この改正法は、こどもを養育する⽗⺟の責務を明確化するとともに、親権(単独親権、共同親権)、養育費などに関するルールが⾒直され、令和8年(2026年)4⽉に施⾏されます。
改正の主なポイント
1 親の責任に関するルールの明確化
父母が、親権や婚姻関係の有無にかかわらず、こどもを養育する責務を負うことなどが明確化されています。
【こどもの人格の尊重】
父母は、親権や婚姻関係の有無にかかわらず、こどもの心身の健全な発達を図るため、こどもを養育する責務を負います。その際には、こどもの意見に耳を傾け、その意見を適切な形で尊重することを含め、こどもの人格を尊重しなければなりません。
【こどもの扶養】
父母は、親権や婚姻関係の有無にかかわらず、こどもを扶養する責任を負います。この扶養の程度は、こどもが親と同程度の水準の生活を維持することができるようなもの(生活保持義務)でなければなりません。
【父母間の人格尊重・協力義務】
父母は、親権や婚姻関係の有無にかかわらず、こどもの利益のため、互いに人格を尊重し協力しなければなりません。次のような行為は、この義務に違反する場合があります。ただし、暴力や虐待から逃げることは違反とはなりません。
・父母の一方から他方への暴行、脅迫、暴言等の相手の心身に悪影響を及ぼす言動や誹謗中傷、濫訴等
・別居親が、同居親による日常的な監護に、不当に干渉すること
・父母の一方が、特段の理由なく他方に無断でこどもを転居させること
・父母間で親子交流の取決めがされたにもかかわらず、その一方が、特段の理由なく、その実施を拒むこと など
※父母の一方が父母相互の人格尊重・協力義務等に違反した場合には、親権者の指定又は変更の審判、親権喪失又は親権停止の審判等において、その違反の内容が考慮される可能性があります。
【こどもの利益のための親権行使】
親権は、こどもの利益のために行使しなければなりません。
2 親権に関するルールの見直し
(1)父母の離婚後の親権者
父母の離婚後の親権者の定めの選択肢が広がり、離婚後の父母双方を親権者と定めることができるようになります。
(2)親権の行使方法(父母双方が親権者である場合)
父母双方が親権者である場合の親権の行使方法のルールが明確化されています。
(ア)親権は、父母が共同して行います。ただし、父母の一方が親権を行うことができないときは、他方が行います。
(イ)次のような場合は、親権の単独行使ができます。
・監護教育に関する日常の行為をするとき
・こどもの利益のため急迫の事情があるとき
(ウ)特定の事項について、家庭裁判所の手続で親権行使者を定めることができます。
(3)監護についての定め
父母の離婚後のこどもの監護に関するルールが明確化されています。
3 養育費の支払い確保に向けた見直し
・養育費の取決めに基づく民事執行手続が容易になり、取決めの実効性が向上します。
・法定養育費の請求権が新設されます。
・養育費に関する裁判手続の利便性が向上します。
4 安全・安心な親子交流の実現に向けた見直し
・家庭裁判所の手続中に親子交流を試行的に行うこと(試行的実施)に関する制度が設けられています。

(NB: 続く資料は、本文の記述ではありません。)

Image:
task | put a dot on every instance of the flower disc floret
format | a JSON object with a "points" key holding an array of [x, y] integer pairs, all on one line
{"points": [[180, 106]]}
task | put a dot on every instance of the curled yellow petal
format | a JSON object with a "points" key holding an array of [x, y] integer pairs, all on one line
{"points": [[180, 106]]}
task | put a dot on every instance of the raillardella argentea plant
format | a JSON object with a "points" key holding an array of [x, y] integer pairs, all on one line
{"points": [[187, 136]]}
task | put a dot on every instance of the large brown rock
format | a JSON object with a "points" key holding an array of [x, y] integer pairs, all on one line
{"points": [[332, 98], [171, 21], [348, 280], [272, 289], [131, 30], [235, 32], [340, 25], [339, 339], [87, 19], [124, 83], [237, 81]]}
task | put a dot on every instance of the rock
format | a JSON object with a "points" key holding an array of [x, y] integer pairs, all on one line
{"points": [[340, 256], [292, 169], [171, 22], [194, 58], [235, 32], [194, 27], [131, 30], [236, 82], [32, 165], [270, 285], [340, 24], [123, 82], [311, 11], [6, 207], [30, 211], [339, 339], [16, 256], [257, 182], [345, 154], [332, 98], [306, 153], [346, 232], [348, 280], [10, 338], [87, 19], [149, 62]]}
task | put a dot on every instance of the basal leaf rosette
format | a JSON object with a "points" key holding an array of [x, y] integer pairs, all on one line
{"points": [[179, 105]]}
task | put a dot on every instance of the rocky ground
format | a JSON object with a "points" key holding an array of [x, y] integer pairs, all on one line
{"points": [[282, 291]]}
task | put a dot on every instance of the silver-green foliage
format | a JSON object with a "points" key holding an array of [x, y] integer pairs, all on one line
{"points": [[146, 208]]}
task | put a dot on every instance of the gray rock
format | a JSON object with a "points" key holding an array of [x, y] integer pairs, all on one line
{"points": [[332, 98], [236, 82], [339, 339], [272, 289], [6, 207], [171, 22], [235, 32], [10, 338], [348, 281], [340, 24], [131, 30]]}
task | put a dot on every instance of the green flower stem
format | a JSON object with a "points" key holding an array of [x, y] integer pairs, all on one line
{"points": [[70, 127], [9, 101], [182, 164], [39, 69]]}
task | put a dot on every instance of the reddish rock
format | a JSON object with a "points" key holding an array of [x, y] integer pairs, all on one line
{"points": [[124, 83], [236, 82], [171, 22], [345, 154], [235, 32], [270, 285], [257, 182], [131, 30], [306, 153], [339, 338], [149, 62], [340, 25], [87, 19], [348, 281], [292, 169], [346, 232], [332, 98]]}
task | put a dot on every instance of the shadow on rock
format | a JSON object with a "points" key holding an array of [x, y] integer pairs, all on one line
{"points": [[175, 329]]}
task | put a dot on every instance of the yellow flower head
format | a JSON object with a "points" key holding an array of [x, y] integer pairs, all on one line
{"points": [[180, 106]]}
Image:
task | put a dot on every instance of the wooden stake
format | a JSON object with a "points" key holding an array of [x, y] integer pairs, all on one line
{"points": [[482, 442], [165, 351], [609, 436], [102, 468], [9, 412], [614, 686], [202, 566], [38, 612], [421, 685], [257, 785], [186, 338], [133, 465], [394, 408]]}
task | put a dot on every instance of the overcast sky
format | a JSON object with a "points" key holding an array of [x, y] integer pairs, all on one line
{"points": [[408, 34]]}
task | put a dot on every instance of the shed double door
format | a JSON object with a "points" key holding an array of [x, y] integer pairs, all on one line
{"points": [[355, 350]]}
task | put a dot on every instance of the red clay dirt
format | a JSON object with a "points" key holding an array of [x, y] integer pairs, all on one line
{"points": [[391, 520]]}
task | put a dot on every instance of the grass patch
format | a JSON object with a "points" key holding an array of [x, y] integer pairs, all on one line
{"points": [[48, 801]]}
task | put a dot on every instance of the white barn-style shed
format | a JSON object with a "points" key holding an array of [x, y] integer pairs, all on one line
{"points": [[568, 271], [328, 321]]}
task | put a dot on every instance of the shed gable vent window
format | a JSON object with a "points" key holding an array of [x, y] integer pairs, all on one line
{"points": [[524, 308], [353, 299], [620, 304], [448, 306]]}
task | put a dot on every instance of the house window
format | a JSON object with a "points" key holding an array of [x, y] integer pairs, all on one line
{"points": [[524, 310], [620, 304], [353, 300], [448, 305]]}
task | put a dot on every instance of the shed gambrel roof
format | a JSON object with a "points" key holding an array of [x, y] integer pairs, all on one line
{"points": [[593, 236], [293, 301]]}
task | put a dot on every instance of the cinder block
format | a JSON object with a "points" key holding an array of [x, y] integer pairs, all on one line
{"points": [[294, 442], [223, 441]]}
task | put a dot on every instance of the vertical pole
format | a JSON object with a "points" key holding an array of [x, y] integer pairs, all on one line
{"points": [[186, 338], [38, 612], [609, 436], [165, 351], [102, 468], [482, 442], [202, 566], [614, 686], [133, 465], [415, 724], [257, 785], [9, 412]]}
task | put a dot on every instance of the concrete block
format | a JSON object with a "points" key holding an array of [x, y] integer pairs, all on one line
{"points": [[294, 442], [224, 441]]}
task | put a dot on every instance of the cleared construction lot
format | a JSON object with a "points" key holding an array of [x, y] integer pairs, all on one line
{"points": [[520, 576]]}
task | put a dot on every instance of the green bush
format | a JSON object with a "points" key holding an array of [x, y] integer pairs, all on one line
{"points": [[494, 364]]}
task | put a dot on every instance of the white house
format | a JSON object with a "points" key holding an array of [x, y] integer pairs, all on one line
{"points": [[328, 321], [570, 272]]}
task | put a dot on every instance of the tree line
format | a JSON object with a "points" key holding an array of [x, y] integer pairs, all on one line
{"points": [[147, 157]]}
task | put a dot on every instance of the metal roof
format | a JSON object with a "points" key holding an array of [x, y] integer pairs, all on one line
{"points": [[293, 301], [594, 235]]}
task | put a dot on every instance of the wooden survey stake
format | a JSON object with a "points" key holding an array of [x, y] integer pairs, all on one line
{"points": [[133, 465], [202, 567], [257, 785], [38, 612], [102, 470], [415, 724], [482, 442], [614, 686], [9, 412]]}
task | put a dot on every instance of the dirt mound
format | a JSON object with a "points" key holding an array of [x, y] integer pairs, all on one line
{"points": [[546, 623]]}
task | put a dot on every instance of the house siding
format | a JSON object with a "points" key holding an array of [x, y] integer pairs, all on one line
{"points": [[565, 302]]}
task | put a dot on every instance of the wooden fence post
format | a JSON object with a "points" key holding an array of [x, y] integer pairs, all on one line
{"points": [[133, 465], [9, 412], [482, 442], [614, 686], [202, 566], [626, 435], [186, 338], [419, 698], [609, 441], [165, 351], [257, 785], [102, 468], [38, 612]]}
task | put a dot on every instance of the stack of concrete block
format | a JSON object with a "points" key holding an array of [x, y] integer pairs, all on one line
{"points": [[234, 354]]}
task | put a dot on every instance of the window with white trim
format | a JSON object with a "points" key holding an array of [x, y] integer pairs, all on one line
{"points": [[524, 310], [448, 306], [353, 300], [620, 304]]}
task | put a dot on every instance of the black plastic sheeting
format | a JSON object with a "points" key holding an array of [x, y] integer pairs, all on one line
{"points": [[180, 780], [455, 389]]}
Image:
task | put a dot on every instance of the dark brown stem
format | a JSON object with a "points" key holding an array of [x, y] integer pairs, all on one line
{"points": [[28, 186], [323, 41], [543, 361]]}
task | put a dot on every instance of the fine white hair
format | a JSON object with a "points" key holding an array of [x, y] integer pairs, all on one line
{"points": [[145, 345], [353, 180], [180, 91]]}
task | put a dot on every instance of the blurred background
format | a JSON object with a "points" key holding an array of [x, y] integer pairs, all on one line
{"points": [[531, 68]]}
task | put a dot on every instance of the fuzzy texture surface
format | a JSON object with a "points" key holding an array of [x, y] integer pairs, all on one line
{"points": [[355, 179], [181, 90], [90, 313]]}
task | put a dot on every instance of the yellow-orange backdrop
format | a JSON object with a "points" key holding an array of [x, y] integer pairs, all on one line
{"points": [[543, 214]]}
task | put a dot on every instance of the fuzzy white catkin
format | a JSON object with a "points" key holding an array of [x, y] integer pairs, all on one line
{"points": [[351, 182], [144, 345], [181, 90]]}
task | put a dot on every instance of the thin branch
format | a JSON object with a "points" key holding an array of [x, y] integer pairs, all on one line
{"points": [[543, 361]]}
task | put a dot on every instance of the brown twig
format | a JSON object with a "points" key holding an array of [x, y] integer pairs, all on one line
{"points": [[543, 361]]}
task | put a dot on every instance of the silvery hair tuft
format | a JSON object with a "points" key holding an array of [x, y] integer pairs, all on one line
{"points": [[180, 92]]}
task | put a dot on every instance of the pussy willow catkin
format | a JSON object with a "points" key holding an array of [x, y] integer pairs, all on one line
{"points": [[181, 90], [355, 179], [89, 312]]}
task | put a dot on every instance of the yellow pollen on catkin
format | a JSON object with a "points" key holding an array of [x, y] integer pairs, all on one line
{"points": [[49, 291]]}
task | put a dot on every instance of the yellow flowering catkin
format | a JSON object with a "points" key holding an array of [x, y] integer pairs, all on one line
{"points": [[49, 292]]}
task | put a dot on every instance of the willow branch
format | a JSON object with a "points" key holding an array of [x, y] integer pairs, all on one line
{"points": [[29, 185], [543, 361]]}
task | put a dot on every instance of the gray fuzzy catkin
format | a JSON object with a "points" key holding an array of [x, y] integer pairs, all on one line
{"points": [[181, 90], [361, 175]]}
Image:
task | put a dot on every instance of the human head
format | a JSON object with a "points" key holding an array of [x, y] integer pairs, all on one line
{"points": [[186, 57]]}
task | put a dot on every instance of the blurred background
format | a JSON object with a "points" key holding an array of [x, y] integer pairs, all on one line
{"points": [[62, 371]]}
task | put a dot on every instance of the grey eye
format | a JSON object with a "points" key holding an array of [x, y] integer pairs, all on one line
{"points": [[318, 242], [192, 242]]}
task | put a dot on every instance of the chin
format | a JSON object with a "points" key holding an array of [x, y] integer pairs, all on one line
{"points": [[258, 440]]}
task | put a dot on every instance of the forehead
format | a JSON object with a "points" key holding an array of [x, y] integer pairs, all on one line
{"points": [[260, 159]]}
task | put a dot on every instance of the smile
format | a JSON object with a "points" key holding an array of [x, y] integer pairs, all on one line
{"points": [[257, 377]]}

・婚姻中の父母が別居している場面の親子交流のルールが明確化されています。
・父母以外の親族(祖父母等)とこどもとの交流に関するルールが設けられています。
【親子交流の試行的実施】
家庭裁判所は、調停・審判において、こどもの利益を最優先に考慮して親子交流の定めをします。その際には、適切な親子交流を実現するため、資料を収集して調査をしたり、父母との間で様々な調整をします。こうした調査や調整に当たっては、手続中に親子交流を試行的に実施し、その状況や結果を把握することが望ましい場合があります。そこで、今回の改正では、親子交流の試行的実施に関する制度を設けています。
【婚姻中別居の場合の親子交流】
父母が婚姻中に、様々な理由により、こどもと別居することがありますが、これまではそのような場合の親子交流に関する規定がありませんでした。そこで、今回の改正では、婚姻中別居の場合の親子交流について、次のようなルールを明らかにしています。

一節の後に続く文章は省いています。